La Cámara de Diputados dio media sanción a la reforma de la Carta Orgánica del Banco Central, una de las iniciativas económicas más importantes del Gobierno. El proyecto modifica el funcionamiento del organismo, limita su vínculo con el Tesoro y busca impedir que vuelva a financiar al Estado mediante emisión monetaria.

La iniciativa reemplaza el mandato vigente desde 2012 y establece que la misión principal del Banco Central será preservar el valor de la moneda. Deja de lado objetivos como el empleo, el desarrollo económico y la equidad social para concentrar toda la política monetaria en la estabilidad de precios.
Uno de los cambios centrales elimina los adelantos transitorios y prohíbe que el BCRA otorgue préstamos al Gobierno nacional, las provincias o los municipios. También impide la compra de deuda pública en el mercado primario, cerrando las principales vías de asistencia financiera al Estado.
El proyecto dispone que solo podrán transferirse al Estado utilidades realizadas y líquidas. Las ganancias contables originadas por la suba del dólar o la revalorización del oro dejarán de poder girarse al Tesoro y pasarán a integrar las reservas de capital del Banco.

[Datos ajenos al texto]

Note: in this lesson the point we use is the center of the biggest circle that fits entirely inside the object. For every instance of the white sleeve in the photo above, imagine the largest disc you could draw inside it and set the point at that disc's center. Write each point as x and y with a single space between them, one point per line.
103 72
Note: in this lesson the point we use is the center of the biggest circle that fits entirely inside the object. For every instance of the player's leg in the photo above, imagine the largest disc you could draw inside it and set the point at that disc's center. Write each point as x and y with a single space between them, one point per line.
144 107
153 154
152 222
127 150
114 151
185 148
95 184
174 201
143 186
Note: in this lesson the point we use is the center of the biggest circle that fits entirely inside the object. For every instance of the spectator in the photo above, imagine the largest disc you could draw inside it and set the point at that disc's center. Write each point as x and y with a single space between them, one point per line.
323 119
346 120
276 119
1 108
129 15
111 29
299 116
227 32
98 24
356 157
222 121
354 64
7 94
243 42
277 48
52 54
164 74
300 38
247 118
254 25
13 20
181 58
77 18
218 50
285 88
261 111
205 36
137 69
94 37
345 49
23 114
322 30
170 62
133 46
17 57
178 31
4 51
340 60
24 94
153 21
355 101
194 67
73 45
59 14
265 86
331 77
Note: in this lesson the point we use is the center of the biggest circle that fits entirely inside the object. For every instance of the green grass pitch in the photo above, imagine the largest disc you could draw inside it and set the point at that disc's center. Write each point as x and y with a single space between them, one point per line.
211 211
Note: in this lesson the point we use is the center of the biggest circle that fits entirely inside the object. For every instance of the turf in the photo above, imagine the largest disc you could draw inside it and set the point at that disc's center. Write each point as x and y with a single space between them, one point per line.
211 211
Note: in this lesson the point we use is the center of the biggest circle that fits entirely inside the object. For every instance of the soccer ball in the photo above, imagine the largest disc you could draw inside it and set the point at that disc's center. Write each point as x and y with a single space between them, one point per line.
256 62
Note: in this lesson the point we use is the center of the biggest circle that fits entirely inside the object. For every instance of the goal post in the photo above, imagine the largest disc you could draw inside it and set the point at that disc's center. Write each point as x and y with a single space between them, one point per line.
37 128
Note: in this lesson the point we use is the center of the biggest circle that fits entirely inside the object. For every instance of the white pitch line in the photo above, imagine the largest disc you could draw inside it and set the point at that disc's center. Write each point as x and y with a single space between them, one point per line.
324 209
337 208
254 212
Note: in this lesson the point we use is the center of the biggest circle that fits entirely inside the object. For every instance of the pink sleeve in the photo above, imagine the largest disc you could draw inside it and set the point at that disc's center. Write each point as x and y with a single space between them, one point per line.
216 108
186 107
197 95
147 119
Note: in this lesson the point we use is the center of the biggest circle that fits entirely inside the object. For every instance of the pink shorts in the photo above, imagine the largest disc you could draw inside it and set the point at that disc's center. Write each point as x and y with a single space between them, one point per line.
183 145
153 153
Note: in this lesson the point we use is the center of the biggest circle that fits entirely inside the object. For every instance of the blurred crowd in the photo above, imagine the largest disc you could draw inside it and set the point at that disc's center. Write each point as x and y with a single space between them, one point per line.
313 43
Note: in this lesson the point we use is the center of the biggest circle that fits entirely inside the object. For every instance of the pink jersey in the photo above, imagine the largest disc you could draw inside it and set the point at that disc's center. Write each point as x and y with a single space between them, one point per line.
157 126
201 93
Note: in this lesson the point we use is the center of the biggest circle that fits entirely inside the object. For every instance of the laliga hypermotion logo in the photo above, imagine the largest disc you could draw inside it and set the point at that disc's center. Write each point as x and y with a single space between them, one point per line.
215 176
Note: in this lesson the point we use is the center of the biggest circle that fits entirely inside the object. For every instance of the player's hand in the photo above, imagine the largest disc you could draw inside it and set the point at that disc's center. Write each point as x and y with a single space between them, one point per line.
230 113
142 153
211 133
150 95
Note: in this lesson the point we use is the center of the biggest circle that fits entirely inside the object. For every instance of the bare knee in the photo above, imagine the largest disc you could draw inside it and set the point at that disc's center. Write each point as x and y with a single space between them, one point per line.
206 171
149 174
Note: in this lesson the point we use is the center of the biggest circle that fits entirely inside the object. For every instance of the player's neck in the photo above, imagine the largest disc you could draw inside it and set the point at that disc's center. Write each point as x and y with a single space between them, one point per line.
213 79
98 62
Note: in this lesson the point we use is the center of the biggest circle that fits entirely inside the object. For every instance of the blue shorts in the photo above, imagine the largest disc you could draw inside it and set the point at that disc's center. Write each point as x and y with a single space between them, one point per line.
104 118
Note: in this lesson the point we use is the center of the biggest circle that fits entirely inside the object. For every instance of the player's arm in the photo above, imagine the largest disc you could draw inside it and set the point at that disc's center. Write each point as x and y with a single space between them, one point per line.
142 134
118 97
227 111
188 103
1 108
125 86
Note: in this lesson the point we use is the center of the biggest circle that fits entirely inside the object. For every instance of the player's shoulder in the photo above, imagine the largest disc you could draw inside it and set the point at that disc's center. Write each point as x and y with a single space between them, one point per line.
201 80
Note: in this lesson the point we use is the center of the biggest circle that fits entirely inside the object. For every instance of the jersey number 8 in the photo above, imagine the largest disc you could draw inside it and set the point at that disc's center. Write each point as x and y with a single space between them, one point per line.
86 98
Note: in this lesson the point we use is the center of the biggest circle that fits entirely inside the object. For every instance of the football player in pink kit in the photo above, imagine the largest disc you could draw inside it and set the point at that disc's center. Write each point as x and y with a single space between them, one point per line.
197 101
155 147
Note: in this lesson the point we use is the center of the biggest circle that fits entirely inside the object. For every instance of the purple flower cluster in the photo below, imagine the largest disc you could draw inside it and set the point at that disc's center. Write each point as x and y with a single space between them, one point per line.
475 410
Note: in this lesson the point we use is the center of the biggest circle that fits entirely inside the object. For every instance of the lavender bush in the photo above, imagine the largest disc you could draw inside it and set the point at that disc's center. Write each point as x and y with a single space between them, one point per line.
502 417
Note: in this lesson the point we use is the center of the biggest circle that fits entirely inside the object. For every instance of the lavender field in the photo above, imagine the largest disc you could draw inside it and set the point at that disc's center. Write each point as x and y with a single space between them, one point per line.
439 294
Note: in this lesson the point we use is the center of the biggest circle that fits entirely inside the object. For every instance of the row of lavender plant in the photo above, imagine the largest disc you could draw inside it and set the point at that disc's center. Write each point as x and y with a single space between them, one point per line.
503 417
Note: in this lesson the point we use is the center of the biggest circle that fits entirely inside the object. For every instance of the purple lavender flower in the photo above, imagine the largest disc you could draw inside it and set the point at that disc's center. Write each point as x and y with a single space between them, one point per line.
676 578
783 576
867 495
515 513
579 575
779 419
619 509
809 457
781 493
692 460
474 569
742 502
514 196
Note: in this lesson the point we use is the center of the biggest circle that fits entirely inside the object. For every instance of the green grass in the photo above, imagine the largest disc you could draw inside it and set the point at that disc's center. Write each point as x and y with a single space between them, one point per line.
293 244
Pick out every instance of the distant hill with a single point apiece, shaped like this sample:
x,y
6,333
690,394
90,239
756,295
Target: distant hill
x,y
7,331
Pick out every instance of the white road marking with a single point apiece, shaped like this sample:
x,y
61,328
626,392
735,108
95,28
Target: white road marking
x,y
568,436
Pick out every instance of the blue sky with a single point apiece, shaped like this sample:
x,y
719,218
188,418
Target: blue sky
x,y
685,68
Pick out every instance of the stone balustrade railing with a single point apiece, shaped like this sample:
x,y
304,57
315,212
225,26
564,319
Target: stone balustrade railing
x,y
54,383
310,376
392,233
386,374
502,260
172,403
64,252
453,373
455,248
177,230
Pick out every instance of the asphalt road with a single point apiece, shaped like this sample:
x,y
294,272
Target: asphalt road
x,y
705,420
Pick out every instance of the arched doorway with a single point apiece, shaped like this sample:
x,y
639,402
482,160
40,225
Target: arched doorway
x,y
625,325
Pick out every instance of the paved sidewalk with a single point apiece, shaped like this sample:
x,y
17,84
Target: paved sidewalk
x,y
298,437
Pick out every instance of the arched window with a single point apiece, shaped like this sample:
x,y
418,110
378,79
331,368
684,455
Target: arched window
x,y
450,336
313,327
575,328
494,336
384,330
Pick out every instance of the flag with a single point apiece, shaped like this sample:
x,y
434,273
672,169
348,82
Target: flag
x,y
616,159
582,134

La reforma endurece el mecanismo para desplazar al presidente y al directorio del BCRA. La remoción requerirá un decreto del Poder Ejecutivo y la aprobación de dos tercios de ambas cámaras del Congreso, además de estar fundada en una falta grave y manifiesta.
El texto crea un régimen transitorio para cancelar las letras intransferibles y los adelantos que el Estado mantiene con la entidad. Hasta que esa deuda quede saldada, parte de los resultados del Banco podrá utilizarse exclusivamente para ese objetivo.
La iniciativa actualiza las facultades operativas del organismo. Habilita operaciones con títulos, divisas y otros activos a precios de mercado, protege las reservas internacionales frente a embargos y concentra en el Banco Central la regulación de los sistemas de pago.
Con la media sanción ya obtenida, el proyecto ahora pasará al Senado, donde el oficialismo buscará convertir en ley una reforma que redefine la relación entre el Banco Central y el Estado.